Si svegliavano prima delle altre per prendere la corriera che le portava a scuola.
Forse in questo maledetto sabato mattina ancor prima, perchè dovevano organizzare una sfilata di moda per la sera.
Melissa era figlia unica, di famiglia semplice, il papà  Massimo ha 48 anni fa il piastrellista, e la mamma Rita, 45, è una casalinga.
Dopo aver saputo della tragedia, le amiche si sono raccolte davanti alla casa di Mesagne, altrettanto semplice, della ragazza .
E dicono: «Era brava a scuola, era stata brillante all’esame di terza media, una ragazza seria con la testa a posto, niente discoteca e andava matta per la moda». D
i qui la scelta di iscriversi al Morvillo.
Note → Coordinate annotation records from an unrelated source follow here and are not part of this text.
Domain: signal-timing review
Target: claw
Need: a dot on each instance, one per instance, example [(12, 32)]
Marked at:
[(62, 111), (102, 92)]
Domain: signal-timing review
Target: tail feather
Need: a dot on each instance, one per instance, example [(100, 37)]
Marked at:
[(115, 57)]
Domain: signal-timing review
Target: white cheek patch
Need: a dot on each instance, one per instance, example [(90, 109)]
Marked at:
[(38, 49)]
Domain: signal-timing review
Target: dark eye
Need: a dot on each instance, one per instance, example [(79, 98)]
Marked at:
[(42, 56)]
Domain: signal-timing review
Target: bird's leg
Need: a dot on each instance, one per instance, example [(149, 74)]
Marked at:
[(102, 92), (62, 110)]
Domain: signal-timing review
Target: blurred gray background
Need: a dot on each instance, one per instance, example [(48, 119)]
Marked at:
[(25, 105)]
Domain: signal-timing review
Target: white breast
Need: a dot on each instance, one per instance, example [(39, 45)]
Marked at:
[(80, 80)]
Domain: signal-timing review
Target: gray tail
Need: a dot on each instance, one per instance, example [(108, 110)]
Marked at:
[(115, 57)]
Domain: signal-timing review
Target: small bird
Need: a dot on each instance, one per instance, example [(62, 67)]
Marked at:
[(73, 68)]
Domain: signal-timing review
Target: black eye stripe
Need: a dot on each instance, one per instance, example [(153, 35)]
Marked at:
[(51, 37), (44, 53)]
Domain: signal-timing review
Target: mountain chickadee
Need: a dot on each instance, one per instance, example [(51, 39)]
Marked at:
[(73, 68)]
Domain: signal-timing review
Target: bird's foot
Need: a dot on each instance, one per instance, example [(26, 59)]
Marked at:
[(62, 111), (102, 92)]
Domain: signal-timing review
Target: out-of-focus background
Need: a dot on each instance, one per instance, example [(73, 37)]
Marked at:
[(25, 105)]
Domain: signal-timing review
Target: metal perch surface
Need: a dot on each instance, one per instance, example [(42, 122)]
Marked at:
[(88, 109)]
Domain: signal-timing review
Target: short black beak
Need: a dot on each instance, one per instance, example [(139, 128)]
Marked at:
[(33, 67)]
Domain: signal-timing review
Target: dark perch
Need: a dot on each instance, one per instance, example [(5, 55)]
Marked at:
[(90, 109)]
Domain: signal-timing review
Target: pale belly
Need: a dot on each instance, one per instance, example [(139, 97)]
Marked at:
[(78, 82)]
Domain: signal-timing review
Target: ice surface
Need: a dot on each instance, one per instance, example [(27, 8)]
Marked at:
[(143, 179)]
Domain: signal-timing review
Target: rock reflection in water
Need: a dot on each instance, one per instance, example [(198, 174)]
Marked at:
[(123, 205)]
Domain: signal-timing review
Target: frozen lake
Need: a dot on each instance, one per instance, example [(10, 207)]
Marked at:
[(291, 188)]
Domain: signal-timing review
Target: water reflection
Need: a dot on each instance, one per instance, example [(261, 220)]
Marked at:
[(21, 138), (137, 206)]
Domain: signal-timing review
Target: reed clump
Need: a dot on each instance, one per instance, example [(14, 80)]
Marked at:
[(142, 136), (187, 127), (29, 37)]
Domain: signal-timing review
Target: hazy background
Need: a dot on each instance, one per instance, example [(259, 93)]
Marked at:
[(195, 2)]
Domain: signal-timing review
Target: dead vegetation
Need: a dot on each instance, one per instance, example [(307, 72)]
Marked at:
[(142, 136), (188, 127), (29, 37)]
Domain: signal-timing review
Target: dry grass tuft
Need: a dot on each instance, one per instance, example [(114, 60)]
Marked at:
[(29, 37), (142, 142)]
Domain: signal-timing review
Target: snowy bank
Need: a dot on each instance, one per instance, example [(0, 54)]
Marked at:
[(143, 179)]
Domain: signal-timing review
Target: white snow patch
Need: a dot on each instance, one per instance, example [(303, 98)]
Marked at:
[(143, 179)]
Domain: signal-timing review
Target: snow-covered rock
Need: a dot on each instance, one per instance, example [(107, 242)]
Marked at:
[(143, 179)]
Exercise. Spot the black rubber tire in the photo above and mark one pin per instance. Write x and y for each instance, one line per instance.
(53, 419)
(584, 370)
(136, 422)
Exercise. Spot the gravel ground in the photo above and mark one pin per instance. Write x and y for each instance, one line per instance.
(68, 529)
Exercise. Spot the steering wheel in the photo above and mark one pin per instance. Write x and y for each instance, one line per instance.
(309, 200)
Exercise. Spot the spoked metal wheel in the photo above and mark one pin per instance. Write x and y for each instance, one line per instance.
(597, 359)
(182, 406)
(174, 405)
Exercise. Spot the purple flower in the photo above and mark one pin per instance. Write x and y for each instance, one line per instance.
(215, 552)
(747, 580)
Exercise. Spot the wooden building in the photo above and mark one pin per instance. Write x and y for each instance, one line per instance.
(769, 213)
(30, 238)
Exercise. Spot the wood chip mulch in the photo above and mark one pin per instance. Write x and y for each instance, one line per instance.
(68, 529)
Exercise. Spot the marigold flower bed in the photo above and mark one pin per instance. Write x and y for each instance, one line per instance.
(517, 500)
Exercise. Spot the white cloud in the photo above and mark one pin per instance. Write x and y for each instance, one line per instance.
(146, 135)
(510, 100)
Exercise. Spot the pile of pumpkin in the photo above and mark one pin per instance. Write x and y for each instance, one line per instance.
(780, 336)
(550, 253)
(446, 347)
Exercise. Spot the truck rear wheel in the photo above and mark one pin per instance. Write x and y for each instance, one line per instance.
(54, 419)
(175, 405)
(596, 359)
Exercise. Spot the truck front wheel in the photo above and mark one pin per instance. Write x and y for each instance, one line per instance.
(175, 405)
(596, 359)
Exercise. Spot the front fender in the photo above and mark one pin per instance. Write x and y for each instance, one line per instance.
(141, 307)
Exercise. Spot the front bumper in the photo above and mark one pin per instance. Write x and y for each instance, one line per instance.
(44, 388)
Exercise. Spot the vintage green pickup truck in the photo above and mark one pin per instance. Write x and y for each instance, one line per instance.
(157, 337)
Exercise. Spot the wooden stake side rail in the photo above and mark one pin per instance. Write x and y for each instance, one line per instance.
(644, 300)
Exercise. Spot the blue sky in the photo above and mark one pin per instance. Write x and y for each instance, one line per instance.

Raccontano anche che si era fidanzata da poco con Mario, suo coetaneo.
La madre quando ha saputo la notizia, è stata immediatamente ricoverata: era molto legata alla figlia, non riusciva a staccarsene neanche un attimo.
«Come si fa a uccidere una ragazza di 16 anni?», «Addio piccolo angelo», «Scusaci per non averti protetta».   Un’ora dopo la morte di Melissa Bassi, la ragazza 16enne   vittima dell’esplosione all’Istituto Morvillo-Falcone di Brindisi, la sua pagina Facebook è stracolma di messaggi.
Amici, concittadini, ma soprattutto persone che non la conoscevano.
Si chiedono il perchè di questa tragedia. Il perchè di una morte a 16 anni, sull’uscio della scuola.
«Dai la forza alla tua mamma per andare avanti – scrive Antonio -. Prega per la tua amica che sta lottando tra la vita e la morte».
C’è chi chiede giustizia: «I colpevoli devono pagare» e chi invoca il perdono «Abbi pietà  di loro».
I più si limitato ricordare il volto di una ragazza innocente, strappata troppo presto alla sua vita: «Eri stupenda, ti hanno tolto il futuro».
La pagina di Melissa è un lungo saluto scritto a più mani: amica, sorella, figlia. E ancora: angelo, fiore, principessa.
Qualcuno invita al silenzio. Altri propongono di ricordarla sulle pagine del social network «perchè non può finire così».
Le parole si mischiano a faccine tristi, cuori e punti interrogativi. Molti chiudono il messagio di cordoglio con la sigla «R.I.P».
Tutti la rivorrebbero indietro. Subito.